Taoiseach (Leader) Leo Varadkar has said he believes Sinn Fein MPs should take up their seats at Westminster before the December 11 vote on the Brexit deal.
The deal was signed off by EU leaders on Sunday but faces strong opposition at Westminster, including from Northern Ireland’s 10 Democratic Unionist Party MPs who are supposed to support Prime Minister Theresa May’s Tory government.
May is attempting to combat the opposition from MPs by going directly to the people. She was in Northern Ireland on Tuesday.
Varadkar said that for “different reasons, Sinn Fein is not participating in parliamentary democracy in Westminster or Stormont.”
He said if they are not willing to take up their seats, or feel they cannot because of their policy on abstention, “they do have the option of resigning,” to allow people in the seven constituencies in question to decide whether or not they want to “have a say” when the vote comes to Westminster.

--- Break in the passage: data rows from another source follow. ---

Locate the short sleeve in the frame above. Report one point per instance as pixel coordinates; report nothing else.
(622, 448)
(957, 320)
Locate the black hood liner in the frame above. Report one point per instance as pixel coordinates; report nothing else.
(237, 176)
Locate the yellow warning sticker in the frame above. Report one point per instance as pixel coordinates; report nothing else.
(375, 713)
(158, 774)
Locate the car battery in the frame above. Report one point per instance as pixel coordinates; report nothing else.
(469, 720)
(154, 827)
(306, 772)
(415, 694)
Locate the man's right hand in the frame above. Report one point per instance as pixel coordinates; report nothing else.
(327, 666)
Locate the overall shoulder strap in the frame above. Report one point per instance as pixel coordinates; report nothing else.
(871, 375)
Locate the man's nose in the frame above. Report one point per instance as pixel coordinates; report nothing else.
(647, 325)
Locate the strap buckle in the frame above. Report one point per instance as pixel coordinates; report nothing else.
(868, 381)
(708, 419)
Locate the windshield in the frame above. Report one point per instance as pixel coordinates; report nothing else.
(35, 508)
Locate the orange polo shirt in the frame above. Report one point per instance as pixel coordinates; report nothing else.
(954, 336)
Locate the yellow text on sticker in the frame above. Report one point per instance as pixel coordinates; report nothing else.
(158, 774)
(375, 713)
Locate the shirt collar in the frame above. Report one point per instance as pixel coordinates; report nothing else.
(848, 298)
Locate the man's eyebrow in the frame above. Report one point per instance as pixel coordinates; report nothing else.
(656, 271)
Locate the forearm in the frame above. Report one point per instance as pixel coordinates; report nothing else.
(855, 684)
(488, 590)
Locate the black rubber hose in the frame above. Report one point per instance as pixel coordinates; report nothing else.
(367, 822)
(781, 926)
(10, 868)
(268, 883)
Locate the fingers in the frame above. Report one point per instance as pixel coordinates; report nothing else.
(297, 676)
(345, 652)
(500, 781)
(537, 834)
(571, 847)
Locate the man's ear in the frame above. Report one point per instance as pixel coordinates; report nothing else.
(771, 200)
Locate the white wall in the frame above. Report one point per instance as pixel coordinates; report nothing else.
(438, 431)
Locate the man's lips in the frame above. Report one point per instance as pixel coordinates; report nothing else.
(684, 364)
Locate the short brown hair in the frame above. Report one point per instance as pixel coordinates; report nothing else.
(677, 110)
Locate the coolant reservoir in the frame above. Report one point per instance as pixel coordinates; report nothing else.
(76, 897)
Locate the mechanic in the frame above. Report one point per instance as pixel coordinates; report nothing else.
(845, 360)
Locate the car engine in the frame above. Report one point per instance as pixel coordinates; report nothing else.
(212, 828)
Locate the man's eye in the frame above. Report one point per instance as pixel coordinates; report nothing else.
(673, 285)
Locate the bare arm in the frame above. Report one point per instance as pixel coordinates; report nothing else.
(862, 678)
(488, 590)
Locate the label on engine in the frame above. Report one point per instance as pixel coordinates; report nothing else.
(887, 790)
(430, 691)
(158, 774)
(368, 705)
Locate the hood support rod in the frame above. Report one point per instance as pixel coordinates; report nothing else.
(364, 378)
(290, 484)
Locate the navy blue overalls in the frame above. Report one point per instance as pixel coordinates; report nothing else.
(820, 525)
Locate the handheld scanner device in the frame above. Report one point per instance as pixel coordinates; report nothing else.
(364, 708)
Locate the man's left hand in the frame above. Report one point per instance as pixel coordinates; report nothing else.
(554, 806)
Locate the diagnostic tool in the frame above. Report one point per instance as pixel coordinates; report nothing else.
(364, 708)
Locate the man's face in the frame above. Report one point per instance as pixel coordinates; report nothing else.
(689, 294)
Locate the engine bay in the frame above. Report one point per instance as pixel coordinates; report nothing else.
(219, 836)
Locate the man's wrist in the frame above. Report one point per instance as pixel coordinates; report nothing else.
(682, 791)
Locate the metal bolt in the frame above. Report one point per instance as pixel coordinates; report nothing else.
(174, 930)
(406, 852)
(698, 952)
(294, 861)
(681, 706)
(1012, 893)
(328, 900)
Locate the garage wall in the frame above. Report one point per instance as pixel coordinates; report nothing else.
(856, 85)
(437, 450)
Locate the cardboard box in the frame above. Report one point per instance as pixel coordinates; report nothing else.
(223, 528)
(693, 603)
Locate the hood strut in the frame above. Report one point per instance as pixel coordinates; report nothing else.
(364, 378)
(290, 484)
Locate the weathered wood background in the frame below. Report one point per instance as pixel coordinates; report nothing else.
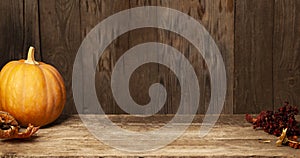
(259, 41)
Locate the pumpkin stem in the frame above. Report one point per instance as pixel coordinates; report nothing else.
(30, 57)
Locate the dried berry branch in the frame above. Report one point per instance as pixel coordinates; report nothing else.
(281, 122)
(9, 128)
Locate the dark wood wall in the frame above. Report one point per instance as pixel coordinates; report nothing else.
(259, 41)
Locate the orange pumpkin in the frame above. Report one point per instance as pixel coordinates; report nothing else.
(33, 92)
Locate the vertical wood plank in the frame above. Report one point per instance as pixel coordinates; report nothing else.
(286, 55)
(92, 13)
(253, 56)
(60, 39)
(218, 18)
(19, 29)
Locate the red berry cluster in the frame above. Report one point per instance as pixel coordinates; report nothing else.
(273, 122)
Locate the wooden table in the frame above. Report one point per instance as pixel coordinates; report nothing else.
(231, 136)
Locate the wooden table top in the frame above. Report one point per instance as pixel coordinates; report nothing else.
(231, 136)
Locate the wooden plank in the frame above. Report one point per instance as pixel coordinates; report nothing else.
(218, 18)
(92, 13)
(60, 39)
(286, 57)
(19, 29)
(253, 56)
(231, 136)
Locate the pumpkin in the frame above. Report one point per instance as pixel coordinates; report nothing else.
(33, 92)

The taoiseach also said the Brexit deal agreed between the U.K. and EU last weekend was the “best deal that was available to the United Kingdom.”
But he said whether or not they accept it “is a decision for the British Parliament.”
He said, “We don't want to do anything counterproductive by being seen to interfere in what is a decision for British Parliament.
“You can imagine the reaction that might happen in Ireland if you had politicians from Spain or Britain or Denmark coming to Ireland to tell us how we should vote when it comes to parliamentary vote.”
However, he said what Ireland could do is answer questions if anyone wants to ask from the U.K. and give assurances.
Sinn Fein leader Mary Lou McDonald said her party's seven votes at Westminster “will hardly be the deciding factor” for passing the Brexit deal.
She said it was ridiculous to think that Sinn Fein MPs would go to the House of Commons “on a white charger” and save May.
McDonald told Sean O'Rourke on RTE that the reality is that Brexit will happen -- whether on May’s watch or under Labour leader Jeremy Corbyn.
She said Westminster looks after specifically English and British interests and Sinn Fein’s presence there would achieve nothing.
May’s visit to Northern Ireland came the day after President Donald Trump said the withdrawal treaty could hamper trade deals between the U.K. and the U.S., something which May’s Downing Street has denied.
Trump also said that it sounded as if the plan was a good deal for the EU rather than the U.K.
While in Belfast, May said, “This deal avoids a hard border between Northern Ireland and Ireland. This has been at the forefront of my mind throughout the negotiations.
"It has been especially clear to me when I have visited communities along the border in Northern Ireland and seen first-hand how important it is that the unique circumstances local employers face are recognized in any agreement.
"They need to be able to trade freely across the border with Ireland and have unfettered access to the rest of the United Kingdom's market.
"This deal makes that possible and that's why, across Northern Ireland, employers large and small have been getting behind it."